By way of a corporate update, we are pleased to share the news last month that we have resolved a matter with the CFTC and do not currently anticipate any other charges arising from the DOJ investigation.
We appreciate the CFTC's acknowledgment of our [cooperation] relating to this historical matters and are glad to have this resolved. So we may focus on our core purpose. (inaudible) customers to achieve their supply chain and regenerative Ag goals.
A fundamental strategy centered on optimizing our partner network and innovating cause effective methods for increasing direct farmer engagement remains unchanged for 2024. As global concerns of environmental sustainability continue to grow, we believe that regenerative agriculture will have a sizable role in mitigating climate change and improving solid health for the benefit of communities.
Developing regenerative agriculture and supply chain solutions remain a core long-term priority for us. As we continue to make strides in connecting growers to end-user business and foster more efficient growing practices among our farmer partners.
We remain focused on maximizing the value of our assets, capitalizing on synergies within our partnerships and effectively trading on marketing our core products. We are dedicated to building on the positive momentum we achieved from our strong performance this quarter.
I look forward to sharing updates for our regenerative agriculture solutions and other areas of growth over the coming quarters. We'll provide additional updates on our outlook for fiscal year 2024 at our Annual General Meeting, which will be held virtually on Thursday, November 16, at 11:00 AM Eastern Time, 10:00 AM Central. I hope you are all able to attend. On that note, I would like to open the call for questions.
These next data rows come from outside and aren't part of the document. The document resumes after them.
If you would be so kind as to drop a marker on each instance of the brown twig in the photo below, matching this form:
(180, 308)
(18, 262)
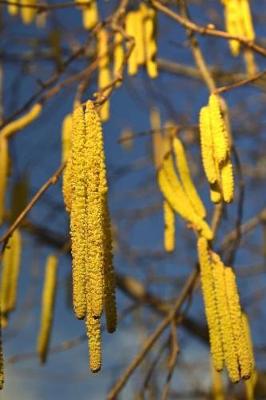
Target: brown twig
(51, 181)
(149, 342)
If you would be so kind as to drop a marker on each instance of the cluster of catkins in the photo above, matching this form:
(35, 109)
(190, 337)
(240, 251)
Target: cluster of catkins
(228, 325)
(85, 195)
(238, 21)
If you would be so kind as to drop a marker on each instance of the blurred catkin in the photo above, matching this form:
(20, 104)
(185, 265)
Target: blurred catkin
(186, 180)
(47, 310)
(169, 227)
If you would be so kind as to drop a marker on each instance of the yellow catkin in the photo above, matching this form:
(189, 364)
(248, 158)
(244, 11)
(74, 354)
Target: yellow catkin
(78, 216)
(210, 302)
(227, 180)
(218, 129)
(233, 25)
(169, 227)
(127, 139)
(207, 145)
(104, 74)
(95, 173)
(13, 9)
(246, 19)
(14, 268)
(94, 335)
(228, 339)
(130, 30)
(215, 193)
(150, 41)
(186, 180)
(10, 273)
(47, 310)
(173, 192)
(22, 122)
(217, 384)
(66, 154)
(109, 276)
(28, 13)
(90, 15)
(118, 54)
(3, 174)
(139, 34)
(243, 354)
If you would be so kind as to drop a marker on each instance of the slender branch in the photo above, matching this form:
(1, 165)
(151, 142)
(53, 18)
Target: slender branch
(51, 181)
(207, 30)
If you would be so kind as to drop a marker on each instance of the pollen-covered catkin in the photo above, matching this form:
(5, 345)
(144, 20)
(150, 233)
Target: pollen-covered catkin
(90, 15)
(23, 121)
(186, 180)
(47, 310)
(228, 339)
(173, 192)
(28, 13)
(3, 174)
(10, 274)
(78, 215)
(218, 129)
(169, 227)
(245, 362)
(130, 30)
(206, 142)
(118, 54)
(227, 180)
(94, 334)
(210, 302)
(150, 40)
(14, 268)
(66, 154)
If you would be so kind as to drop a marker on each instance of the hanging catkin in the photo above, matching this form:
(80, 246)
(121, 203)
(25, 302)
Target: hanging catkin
(47, 310)
(150, 40)
(28, 13)
(90, 14)
(207, 145)
(78, 215)
(217, 384)
(245, 362)
(3, 174)
(66, 154)
(118, 54)
(10, 274)
(210, 302)
(1, 357)
(104, 74)
(186, 180)
(169, 227)
(130, 30)
(22, 122)
(173, 192)
(228, 340)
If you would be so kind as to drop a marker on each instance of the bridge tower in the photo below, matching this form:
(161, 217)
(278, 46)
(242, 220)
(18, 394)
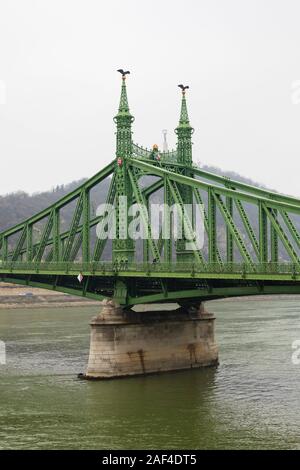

Question and Answer Session

Operator

(Operator Instructions) There are no questions in the queue at this time. I would now like to turn the call back over to Mr. Paz for closing remarks.

Carlos Paz

Thank you, operator. And thank you, everybody, for your participation in today's call. We appreciate your support, and we look forward to speaking with you again next quarter.

Operator

The conference has now concluded. Thank you for attending today's presentation. You may now disconnect.